The small companies gave reductions of as much as 49 percent. The big ones — the national companies — gave reductions of 9 percent. They testified before our committee: “That Cat Fund didn’t benefit us.”

Q. Did having a special session in early 2007 help the Legislature focus on the insurance crisis?

A. The key was having a special session and it being absolutely transparent. In a regular session, you have all these other issues going on. You can have these moving targets here and moving targets over there. Stuff gets lost and people’s eyes get switched off the ball. But when you have a special session, you focus on nothing but insurance.

I told several reporters that it was going to be a transparent session. You’re welcome anywhere, anytime.

I got a letter from a lady from a Miami TV station. She told me that ”I have been doing this for so many years.
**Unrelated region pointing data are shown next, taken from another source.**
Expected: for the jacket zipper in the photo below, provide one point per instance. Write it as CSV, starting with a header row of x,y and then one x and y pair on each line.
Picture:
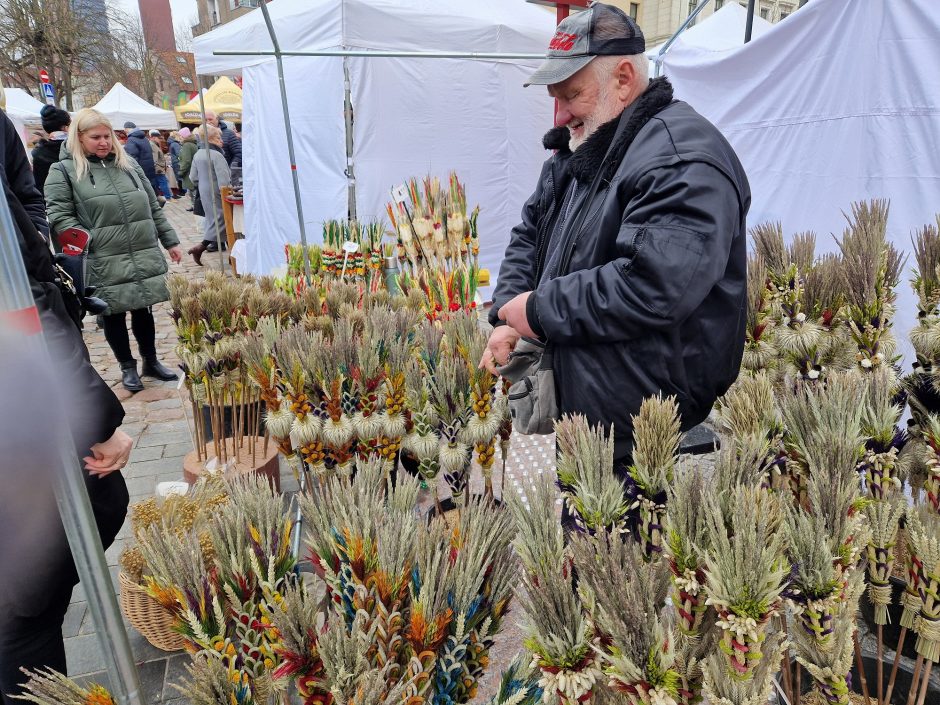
x,y
127,222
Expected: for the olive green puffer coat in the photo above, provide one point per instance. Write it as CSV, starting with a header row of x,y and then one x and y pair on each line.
x,y
121,212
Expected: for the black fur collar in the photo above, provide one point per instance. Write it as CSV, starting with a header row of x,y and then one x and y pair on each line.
x,y
585,162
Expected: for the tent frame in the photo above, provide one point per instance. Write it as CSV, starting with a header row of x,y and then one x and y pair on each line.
x,y
279,54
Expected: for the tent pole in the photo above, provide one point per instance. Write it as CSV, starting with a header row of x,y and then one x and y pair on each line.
x,y
749,27
477,55
18,315
348,115
658,61
290,140
212,183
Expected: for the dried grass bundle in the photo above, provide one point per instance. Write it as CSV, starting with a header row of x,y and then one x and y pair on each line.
x,y
585,464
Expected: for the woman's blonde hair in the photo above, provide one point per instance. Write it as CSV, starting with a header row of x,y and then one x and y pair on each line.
x,y
88,119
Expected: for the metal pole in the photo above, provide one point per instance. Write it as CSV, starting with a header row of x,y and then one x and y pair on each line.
x,y
348,115
290,139
748,28
213,185
660,55
18,309
481,56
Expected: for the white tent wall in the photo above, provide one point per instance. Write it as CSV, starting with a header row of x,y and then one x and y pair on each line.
x,y
480,126
839,103
315,103
412,116
120,105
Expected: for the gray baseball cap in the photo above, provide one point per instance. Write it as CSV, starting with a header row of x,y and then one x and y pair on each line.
x,y
601,30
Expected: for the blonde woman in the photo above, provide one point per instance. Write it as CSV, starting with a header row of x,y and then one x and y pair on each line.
x,y
99,188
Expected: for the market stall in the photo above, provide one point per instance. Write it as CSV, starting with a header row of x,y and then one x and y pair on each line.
x,y
120,105
826,121
224,98
408,112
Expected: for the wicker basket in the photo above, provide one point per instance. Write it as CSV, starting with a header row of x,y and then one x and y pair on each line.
x,y
148,616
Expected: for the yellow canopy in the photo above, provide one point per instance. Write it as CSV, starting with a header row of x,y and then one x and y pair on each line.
x,y
223,98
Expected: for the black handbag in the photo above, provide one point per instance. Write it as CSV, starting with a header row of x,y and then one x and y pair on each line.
x,y
198,208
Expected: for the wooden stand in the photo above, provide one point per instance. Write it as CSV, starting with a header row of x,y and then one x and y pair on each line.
x,y
266,462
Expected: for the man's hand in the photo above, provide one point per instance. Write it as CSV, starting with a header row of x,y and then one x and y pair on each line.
x,y
111,455
513,312
502,341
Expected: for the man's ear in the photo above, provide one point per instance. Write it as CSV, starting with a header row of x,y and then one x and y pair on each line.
x,y
625,74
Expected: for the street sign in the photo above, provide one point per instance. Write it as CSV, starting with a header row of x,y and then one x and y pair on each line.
x,y
49,92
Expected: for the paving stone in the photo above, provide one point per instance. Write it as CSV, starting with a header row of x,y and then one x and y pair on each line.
x,y
164,414
74,617
154,393
162,438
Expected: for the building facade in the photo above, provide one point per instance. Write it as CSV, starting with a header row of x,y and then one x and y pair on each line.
x,y
212,13
659,19
156,18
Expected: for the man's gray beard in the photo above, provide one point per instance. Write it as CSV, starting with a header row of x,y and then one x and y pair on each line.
x,y
608,107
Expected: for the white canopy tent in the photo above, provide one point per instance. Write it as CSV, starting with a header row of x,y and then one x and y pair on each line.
x,y
413,116
120,104
719,32
21,106
839,103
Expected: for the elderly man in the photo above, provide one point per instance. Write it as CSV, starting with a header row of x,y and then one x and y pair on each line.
x,y
231,143
630,261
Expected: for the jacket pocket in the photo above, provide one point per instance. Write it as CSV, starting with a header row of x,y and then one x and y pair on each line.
x,y
662,260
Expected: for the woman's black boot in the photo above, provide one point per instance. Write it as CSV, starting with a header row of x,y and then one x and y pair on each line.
x,y
129,377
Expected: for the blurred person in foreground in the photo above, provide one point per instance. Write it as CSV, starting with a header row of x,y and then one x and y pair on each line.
x,y
630,260
208,186
97,188
37,573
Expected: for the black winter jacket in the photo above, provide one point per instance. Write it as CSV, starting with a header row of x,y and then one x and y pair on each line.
x,y
231,146
138,146
651,294
45,154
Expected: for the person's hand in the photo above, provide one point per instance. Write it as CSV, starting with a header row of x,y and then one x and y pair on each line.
x,y
513,312
502,341
110,455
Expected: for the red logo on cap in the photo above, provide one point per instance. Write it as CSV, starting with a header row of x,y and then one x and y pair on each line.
x,y
563,41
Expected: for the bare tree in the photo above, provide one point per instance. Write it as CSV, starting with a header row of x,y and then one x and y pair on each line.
x,y
50,35
184,34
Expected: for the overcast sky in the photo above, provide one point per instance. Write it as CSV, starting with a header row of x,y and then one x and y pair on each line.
x,y
183,10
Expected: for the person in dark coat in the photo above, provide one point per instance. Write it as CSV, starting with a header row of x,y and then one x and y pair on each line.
x,y
630,261
138,147
38,574
96,187
55,122
231,143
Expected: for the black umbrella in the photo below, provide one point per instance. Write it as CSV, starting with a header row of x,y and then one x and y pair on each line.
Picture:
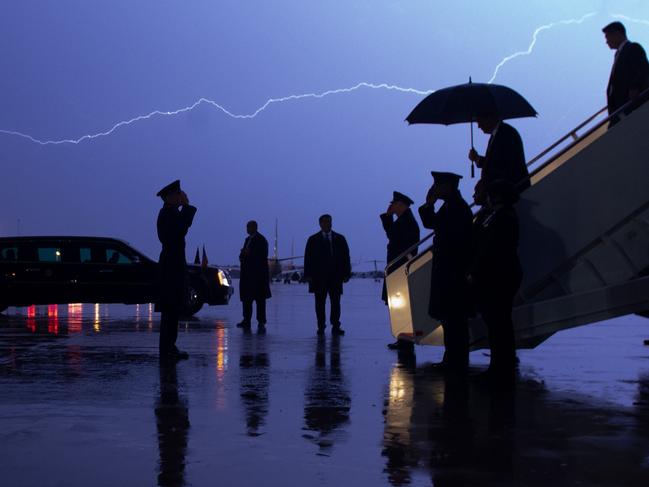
x,y
462,103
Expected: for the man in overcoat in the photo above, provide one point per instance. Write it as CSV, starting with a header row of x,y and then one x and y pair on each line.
x,y
449,299
402,233
630,72
254,283
326,267
174,220
505,156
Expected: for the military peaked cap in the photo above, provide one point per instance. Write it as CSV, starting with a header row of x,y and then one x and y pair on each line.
x,y
396,196
170,188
But I’ve never seen a process this open.” It was open and everybody’s eye was on it. No one could run and hide.

Q. Did the change in administration in Tallahassee and more proactive consumers helped move insurance reform along in 2007 and 2008?

A. I don’t think the constituents wanted to do anything worse than we did. It’s not like everyone here doesn’t pay insurance. Everyone knew how bad it was.

The inland guys were obviously the foot-draggers. But 80 percent of the people live on the coast and 80 percent of their representatives live on the coast. They knew that it was a problem.

When I was dealing with workers’ comp, I wrote a 20-page paper on the nine kinds of workers’ comp fraud. And that is what we attacked in our bill. Rates that had gone up 100 percent a year, we brought them down 50 percent. If you bring down rates 50 percent, that means you have eliminated a 100 percent hike. [Workers’ comp] rates are now back to where they were even before we had a crisis. Homeowners rates will come down that far, too. It may take another year or two before the public catches on because the media isn’t telling them.